Tomorrow an advance team of President Bill Clinton's security service will arrive in Ballybunion to check things out.
It can only mean one thing: the President is going to play that long-postponed game of golf with Dick Spring.
For Ballybunion an extremely poor season has been buoyed by the expectation that the world's most powerful leader - understood to have a golf handicap of 13 - is going to play the course.
Most townspeople see it as a brief but very special event which will reap long-term dividends for the famous seaside resort.
Ballybunion has got two great golf courses adjoining the town and a marvellous beach. Sadly, this year the beach has not been attracting the usual numbers because of the poor weather, but the golf club has been doing brisk business.
Golfers will brave the bad weather for an opportunity to play the old Ballybunion links, rated 11th in the world, and the newer Cashen 18-hole course.
Families, though, will not brave the weather when the mists roll in, the winds howl and the beach becomes uninviting. It has been a bad season. Ballybunion needs Bill Clinton.
The signs are that he will deliver on that long-standing promise to come back to Ireland and play golf in Ballybunion.
The word, too, is that former Tanaiste and local TD, Dick Spring, with whom the original golf date was made, will be part of what is likely to be a presidential four-ball in Ballybunion.
Spring was an influential Irish politician back then - now he is a backbencher. But golf buddies are golf buddies, and when the heavies are arriving to do the security checks you've got to believe that the postponed golf game is going to happen.

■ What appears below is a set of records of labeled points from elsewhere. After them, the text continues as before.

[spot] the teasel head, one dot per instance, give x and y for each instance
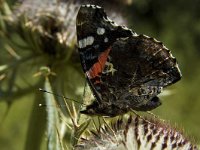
(135, 133)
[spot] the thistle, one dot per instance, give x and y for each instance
(135, 133)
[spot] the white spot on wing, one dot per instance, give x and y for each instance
(100, 31)
(85, 42)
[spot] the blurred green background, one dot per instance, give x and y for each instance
(175, 23)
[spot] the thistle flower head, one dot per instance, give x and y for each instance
(135, 133)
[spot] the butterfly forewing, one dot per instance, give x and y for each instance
(124, 70)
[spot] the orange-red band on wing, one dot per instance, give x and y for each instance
(98, 67)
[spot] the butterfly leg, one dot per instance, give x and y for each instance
(150, 105)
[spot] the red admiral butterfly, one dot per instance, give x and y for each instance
(124, 70)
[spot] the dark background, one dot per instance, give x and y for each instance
(175, 23)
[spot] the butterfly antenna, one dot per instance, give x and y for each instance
(58, 95)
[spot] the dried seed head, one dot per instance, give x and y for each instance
(136, 133)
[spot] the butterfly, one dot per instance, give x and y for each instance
(125, 71)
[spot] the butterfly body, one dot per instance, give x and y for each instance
(124, 70)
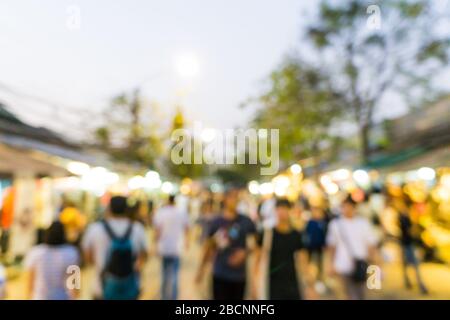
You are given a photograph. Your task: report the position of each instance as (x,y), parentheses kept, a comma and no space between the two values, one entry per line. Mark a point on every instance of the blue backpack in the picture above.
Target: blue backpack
(119,280)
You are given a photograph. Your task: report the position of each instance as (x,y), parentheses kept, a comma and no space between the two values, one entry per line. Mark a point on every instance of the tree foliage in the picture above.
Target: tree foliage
(399,54)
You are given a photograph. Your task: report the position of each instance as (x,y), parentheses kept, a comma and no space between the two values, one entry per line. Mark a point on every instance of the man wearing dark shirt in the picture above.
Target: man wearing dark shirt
(280,246)
(227,247)
(407,243)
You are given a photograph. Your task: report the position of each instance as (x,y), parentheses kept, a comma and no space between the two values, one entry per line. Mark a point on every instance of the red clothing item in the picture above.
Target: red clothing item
(7,212)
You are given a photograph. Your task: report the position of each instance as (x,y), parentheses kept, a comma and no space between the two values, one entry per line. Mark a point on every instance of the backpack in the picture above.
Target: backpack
(119,280)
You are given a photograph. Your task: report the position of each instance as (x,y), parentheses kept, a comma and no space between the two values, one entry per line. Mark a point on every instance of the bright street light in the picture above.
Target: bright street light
(187,65)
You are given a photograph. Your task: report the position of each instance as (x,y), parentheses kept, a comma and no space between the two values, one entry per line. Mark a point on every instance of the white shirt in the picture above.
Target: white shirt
(171,223)
(98,242)
(359,236)
(268,213)
(50,265)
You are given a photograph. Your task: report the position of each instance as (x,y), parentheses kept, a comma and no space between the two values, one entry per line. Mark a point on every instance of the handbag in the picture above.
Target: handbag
(360,266)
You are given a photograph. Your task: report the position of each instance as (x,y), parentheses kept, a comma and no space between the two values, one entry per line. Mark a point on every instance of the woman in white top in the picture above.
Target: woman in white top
(49,266)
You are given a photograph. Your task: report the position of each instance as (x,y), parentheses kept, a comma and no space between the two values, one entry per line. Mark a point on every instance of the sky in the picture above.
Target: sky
(117,45)
(62,61)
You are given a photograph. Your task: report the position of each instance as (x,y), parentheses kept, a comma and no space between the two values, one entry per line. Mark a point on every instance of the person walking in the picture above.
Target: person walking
(280,257)
(117,247)
(352,245)
(171,225)
(407,244)
(227,249)
(315,233)
(48,266)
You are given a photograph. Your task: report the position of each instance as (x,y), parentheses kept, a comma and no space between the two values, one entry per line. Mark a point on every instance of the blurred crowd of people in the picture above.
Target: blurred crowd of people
(269,248)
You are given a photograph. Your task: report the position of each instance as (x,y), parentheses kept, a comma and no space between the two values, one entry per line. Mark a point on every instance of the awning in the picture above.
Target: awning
(20,161)
(413,158)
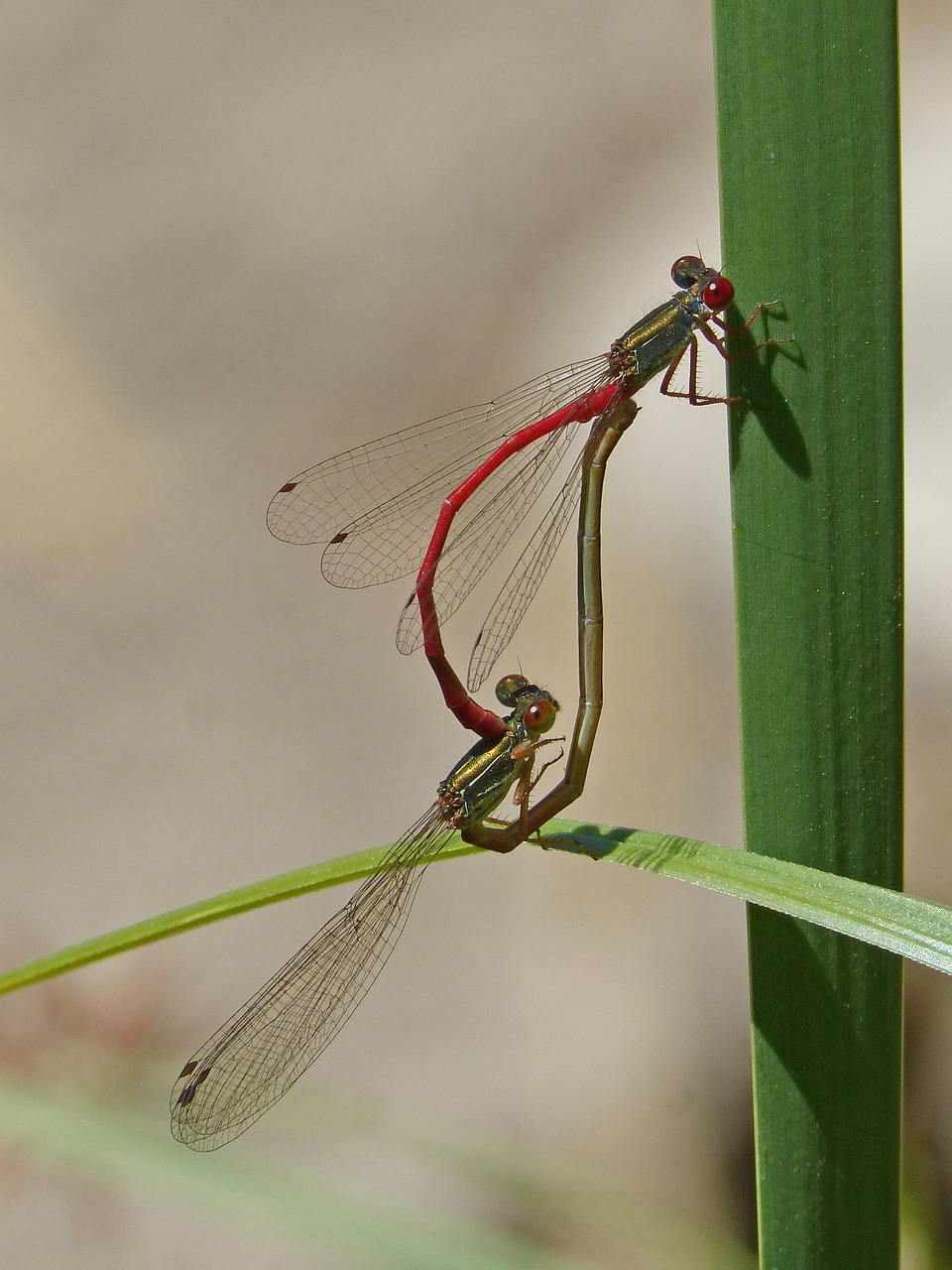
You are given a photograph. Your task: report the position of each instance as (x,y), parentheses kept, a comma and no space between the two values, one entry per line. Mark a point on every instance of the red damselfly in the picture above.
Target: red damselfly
(477,474)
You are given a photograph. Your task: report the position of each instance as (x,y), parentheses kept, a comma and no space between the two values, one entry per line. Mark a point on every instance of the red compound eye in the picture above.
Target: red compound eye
(539,715)
(719,294)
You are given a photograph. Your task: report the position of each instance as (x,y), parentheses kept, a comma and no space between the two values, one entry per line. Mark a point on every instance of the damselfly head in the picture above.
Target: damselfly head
(690,273)
(535,708)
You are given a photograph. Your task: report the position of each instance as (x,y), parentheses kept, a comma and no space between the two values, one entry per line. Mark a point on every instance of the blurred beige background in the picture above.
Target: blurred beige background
(234,240)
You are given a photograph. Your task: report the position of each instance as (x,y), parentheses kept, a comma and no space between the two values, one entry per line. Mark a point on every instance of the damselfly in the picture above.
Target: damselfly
(259,1053)
(477,474)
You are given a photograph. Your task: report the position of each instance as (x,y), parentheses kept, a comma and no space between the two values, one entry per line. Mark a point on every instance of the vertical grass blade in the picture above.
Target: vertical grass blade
(809,149)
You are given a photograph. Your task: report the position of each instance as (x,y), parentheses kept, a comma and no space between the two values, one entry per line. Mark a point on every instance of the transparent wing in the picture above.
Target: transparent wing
(259,1053)
(376,504)
(520,588)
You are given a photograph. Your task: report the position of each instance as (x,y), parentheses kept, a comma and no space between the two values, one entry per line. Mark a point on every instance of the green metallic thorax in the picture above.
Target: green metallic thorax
(653,343)
(484,775)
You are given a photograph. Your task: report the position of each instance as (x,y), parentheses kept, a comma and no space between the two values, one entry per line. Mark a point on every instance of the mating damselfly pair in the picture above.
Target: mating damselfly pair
(443,499)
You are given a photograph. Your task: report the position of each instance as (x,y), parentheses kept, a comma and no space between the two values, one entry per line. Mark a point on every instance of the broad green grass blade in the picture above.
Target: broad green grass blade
(809,151)
(900,924)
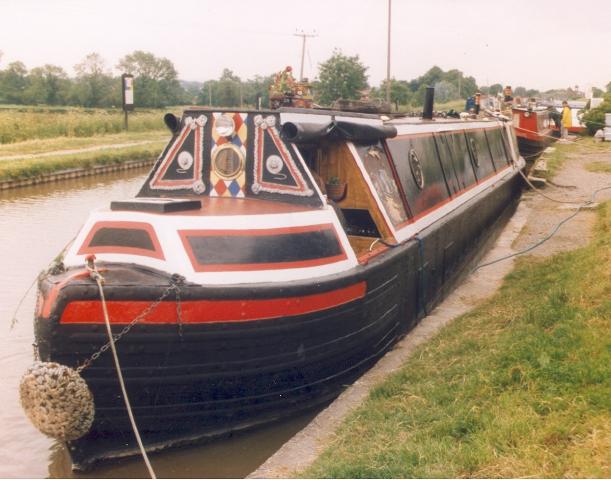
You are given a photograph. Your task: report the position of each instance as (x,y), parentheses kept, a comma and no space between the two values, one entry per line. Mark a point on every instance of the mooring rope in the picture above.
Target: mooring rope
(14,319)
(538,191)
(548,236)
(99,280)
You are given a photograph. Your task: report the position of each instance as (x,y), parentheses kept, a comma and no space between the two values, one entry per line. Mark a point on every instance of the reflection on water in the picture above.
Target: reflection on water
(35,225)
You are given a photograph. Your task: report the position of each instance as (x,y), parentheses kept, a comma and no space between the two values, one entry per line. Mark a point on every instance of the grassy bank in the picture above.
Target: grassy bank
(20,124)
(33,167)
(520,386)
(604,167)
(562,151)
(46,146)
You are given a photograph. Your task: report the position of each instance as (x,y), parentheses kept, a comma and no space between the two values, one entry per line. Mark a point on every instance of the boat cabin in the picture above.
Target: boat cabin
(303,193)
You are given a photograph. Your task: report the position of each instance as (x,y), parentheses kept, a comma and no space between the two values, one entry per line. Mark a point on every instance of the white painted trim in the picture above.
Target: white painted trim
(305,118)
(177,260)
(414,228)
(415,128)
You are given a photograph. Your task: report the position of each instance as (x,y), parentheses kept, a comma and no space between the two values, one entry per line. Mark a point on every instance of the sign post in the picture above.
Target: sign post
(127,82)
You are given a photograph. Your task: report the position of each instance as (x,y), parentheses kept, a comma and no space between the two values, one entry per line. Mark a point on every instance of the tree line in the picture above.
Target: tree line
(157,84)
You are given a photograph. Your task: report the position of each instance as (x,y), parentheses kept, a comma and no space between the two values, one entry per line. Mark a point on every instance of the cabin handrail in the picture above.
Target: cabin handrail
(305,132)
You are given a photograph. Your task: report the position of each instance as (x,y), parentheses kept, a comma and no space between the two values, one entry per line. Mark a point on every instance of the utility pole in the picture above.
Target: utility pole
(388,58)
(303,35)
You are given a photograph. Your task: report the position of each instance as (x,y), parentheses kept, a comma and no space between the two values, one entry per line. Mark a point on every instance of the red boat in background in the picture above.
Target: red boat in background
(533,129)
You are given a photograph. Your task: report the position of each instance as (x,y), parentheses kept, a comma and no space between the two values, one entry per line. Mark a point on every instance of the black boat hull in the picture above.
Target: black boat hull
(194,381)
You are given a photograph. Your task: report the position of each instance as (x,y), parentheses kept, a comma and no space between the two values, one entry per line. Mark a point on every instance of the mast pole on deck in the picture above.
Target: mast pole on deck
(304,36)
(388,56)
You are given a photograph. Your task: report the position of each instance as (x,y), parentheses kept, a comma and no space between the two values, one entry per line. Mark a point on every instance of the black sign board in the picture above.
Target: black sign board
(128,92)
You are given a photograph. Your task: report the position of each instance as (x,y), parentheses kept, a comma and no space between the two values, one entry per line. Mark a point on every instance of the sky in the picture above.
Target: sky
(540,44)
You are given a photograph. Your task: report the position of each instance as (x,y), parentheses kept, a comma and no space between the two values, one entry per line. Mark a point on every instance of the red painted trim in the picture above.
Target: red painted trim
(366,256)
(184,234)
(452,131)
(157,253)
(46,306)
(456,196)
(211,311)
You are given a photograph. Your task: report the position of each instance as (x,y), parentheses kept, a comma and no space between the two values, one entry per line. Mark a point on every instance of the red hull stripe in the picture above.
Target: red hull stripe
(211,311)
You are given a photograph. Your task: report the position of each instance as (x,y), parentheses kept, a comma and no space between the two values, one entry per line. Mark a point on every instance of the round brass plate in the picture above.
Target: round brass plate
(228,161)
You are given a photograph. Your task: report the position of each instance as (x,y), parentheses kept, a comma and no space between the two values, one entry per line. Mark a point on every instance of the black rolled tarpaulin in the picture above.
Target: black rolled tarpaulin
(305,132)
(362,132)
(351,131)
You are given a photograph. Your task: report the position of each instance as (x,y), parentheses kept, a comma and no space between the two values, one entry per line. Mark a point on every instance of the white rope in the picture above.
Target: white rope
(98,279)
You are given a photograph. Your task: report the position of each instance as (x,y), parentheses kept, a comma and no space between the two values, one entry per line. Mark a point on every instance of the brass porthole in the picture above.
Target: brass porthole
(228,161)
(416,168)
(474,151)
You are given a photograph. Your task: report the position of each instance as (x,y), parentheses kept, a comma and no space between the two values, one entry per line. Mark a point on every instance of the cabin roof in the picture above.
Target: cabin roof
(388,118)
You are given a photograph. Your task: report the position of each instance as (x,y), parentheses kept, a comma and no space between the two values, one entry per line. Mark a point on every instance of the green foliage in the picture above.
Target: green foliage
(155,79)
(340,76)
(94,86)
(400,93)
(519,387)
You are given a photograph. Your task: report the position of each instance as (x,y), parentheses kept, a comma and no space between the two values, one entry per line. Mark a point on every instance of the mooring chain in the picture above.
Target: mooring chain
(174,282)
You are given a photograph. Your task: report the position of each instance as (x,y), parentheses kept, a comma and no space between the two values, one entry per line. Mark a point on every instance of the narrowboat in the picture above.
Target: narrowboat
(272,257)
(533,129)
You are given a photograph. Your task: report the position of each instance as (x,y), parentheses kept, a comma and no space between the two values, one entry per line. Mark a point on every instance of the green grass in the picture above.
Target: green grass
(33,147)
(27,123)
(563,151)
(603,167)
(28,168)
(520,386)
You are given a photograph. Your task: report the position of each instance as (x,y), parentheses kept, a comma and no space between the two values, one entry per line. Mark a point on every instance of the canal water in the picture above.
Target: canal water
(35,225)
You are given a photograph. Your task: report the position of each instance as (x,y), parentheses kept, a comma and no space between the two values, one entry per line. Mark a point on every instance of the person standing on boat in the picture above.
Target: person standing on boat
(566,120)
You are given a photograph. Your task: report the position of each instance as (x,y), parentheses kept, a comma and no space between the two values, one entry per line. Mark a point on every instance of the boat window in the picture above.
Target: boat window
(358,221)
(496,148)
(235,250)
(134,238)
(122,237)
(461,158)
(485,166)
(380,171)
(434,189)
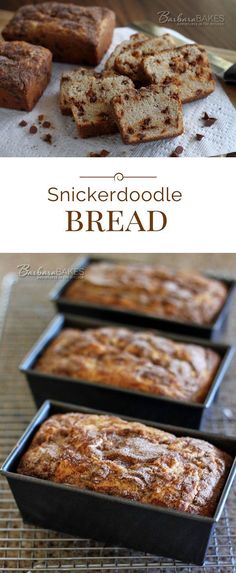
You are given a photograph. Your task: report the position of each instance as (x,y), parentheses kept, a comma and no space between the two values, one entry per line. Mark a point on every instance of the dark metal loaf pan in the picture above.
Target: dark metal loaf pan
(111,519)
(210,331)
(117,400)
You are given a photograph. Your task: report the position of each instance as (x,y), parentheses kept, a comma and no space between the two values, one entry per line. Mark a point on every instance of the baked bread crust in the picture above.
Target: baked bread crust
(150,289)
(127,459)
(139,361)
(186,66)
(74,34)
(148,114)
(135,41)
(129,61)
(25,72)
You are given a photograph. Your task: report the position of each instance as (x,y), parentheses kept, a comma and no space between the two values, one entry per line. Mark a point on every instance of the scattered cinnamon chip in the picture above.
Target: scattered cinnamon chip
(102,153)
(177,151)
(33,129)
(210,121)
(47,138)
(46,124)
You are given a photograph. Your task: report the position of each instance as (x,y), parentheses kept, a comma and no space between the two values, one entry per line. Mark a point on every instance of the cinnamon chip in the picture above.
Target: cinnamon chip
(33,129)
(46,124)
(177,151)
(210,121)
(48,138)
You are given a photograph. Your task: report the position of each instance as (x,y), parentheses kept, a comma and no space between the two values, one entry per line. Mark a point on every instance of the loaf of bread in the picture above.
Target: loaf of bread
(187,67)
(129,61)
(25,71)
(74,34)
(150,289)
(148,114)
(135,41)
(111,456)
(91,106)
(139,361)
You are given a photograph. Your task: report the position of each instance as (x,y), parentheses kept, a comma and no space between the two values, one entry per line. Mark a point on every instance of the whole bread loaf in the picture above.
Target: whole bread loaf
(129,61)
(111,456)
(25,72)
(74,34)
(139,361)
(135,41)
(180,295)
(187,67)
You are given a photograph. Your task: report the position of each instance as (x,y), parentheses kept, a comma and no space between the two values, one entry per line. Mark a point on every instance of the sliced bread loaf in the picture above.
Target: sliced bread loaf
(92,107)
(72,83)
(187,67)
(129,61)
(148,114)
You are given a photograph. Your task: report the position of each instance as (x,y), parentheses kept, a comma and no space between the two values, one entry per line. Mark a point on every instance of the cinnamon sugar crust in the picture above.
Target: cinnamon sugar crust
(139,361)
(108,455)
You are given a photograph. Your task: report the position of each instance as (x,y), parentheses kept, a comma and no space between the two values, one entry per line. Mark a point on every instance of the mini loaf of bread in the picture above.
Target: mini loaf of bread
(91,106)
(108,455)
(129,61)
(139,361)
(187,67)
(74,34)
(134,41)
(150,289)
(148,114)
(25,72)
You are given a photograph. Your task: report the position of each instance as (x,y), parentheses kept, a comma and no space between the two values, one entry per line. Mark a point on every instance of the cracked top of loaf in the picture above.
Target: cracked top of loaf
(139,361)
(180,295)
(109,455)
(21,63)
(74,34)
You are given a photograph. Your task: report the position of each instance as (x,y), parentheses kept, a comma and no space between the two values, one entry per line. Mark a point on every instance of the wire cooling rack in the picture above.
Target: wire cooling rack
(25,311)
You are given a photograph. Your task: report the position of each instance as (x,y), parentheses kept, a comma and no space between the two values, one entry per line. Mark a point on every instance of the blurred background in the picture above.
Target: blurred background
(212,33)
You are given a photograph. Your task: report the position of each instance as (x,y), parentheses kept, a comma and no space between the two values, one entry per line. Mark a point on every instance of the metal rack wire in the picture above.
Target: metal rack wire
(23,315)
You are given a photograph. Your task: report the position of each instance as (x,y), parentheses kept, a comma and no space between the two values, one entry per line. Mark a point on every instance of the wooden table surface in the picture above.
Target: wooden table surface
(222,36)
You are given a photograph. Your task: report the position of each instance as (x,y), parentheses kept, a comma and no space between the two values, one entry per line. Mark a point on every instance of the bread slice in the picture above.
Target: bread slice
(134,42)
(71,84)
(186,66)
(129,61)
(148,114)
(92,108)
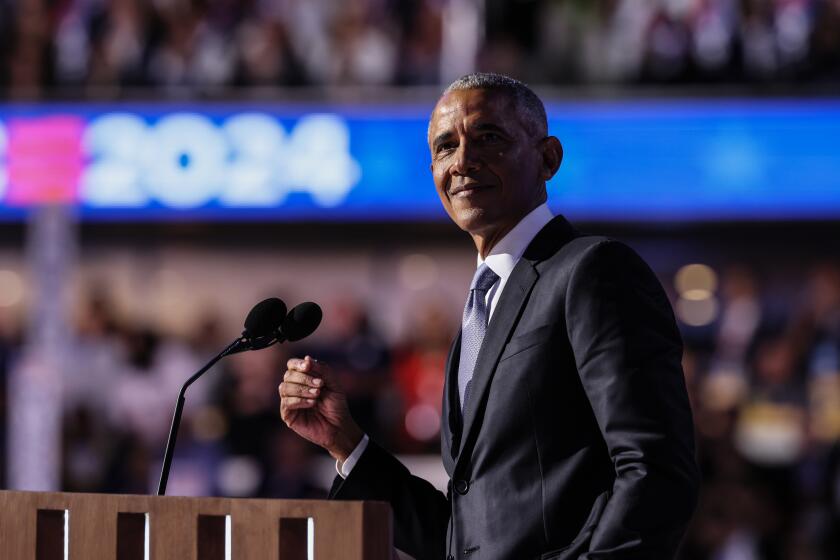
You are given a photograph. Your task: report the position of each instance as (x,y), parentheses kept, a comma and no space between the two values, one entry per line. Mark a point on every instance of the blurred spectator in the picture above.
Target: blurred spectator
(206,47)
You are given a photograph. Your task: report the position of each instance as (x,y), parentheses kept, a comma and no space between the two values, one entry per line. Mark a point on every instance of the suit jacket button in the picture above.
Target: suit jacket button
(462,486)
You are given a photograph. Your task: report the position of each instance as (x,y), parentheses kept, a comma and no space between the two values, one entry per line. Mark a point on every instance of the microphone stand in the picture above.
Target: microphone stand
(237,345)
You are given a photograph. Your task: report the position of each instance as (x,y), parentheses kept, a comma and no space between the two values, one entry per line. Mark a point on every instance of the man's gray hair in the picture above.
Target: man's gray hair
(528,104)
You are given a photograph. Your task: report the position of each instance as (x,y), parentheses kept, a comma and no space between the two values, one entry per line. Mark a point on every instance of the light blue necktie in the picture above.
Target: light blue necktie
(473,327)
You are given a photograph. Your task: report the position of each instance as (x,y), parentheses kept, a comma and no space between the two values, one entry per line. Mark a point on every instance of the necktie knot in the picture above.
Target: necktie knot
(484,278)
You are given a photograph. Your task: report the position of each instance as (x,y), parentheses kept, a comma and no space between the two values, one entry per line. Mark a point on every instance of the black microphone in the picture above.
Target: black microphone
(302,321)
(263,327)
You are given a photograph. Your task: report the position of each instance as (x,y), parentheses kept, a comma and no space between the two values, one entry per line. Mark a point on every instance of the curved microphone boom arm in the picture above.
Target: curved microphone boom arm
(266,324)
(237,345)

Ballybunion is expectant but not overly fazed by the likely visit of President Clinton. After all, there has already been a dress rehearsal.
When Spring and Clinton first discussed the idea of a game of golf during the presidential visit to Ireland in 1995, Clinton's men in trench coats came to Ballybunion to do the usual security sweep.
Telecom Eireann put 50 extra telephone lines into the golf club to cater for the world's press. The lines are still there, so Ballybunion is prepared and waiting.
Preparations for the visit that never happened the last time suggest that on this occasion - if and when it does occur - the security procedures will be the same.
Sources say that at 4 p.m. on the eve of the golf round everybody will be asked to leave the club. There will be a thorough security search and then the Army will move in to guard the clubhouse and the two golf courses overnight.
On the morning of the game, only those with full accreditation will be allowed near the course. Being a local or being a golf club member will mean nothing if the security people have not given accreditation.
Local businessman Frank Quilter has no doubt about what the visit will mean to Ballybunion. "We'll never see a poor day again. I feel it in my bones. People will flock to Ballybunion as they have never done before. This is going to be mega. Don't forget that when Clinton was last here he addressed the people of Ballybunion directly in front of a crowd of more than 100,000 people in College Green.
"He saw our welcoming banners saying that we backed him and then he made a promise to come back to us in Ballybunion because unfortunately events in Bosnia prevented him from having that game with Dick Spring. We believe that he is going to keep his promise and I think it's fair to say that we would be in a nasty mood if he failed to do so."
JUST before the British Open, Ballybunion hosted some of the world's top golfers, including Mark O'Meara - the winner of the British Open, who also won the major prize at Augusta earlier in the year - Tiger Woods, Jim Furyk and Payne Stewart.
According to Jim McKenna, the arrival of President Clinton to play on the Old Links Course would undoubtedly have a massive effect on Ballybunion's status as a golf venue.
People in the US would ask why their President had played in Ballybunion, and would undoubtedly head for the two golf courses which are Kerry's finest.
Jackie Hourigan, the chairman of the Ballybunion Development Company, said he was thrilled with the news. He added: "I know he is a golf lover and we get about 10,000 US golfers a year coming here.
"To think that he will come here and play the old course is very exciting, and there is no question about it, it will have a marvellous spin-off. It's been a long saga, he was to have come before, then he didn't, but now we all believe he will this time."
The security heavies will arrive tomorrow, and if the experience of Ballyporeen when President Reagan visited is anything to go by, the townspeople will find that hosting a presidential visit is a whole new ball game.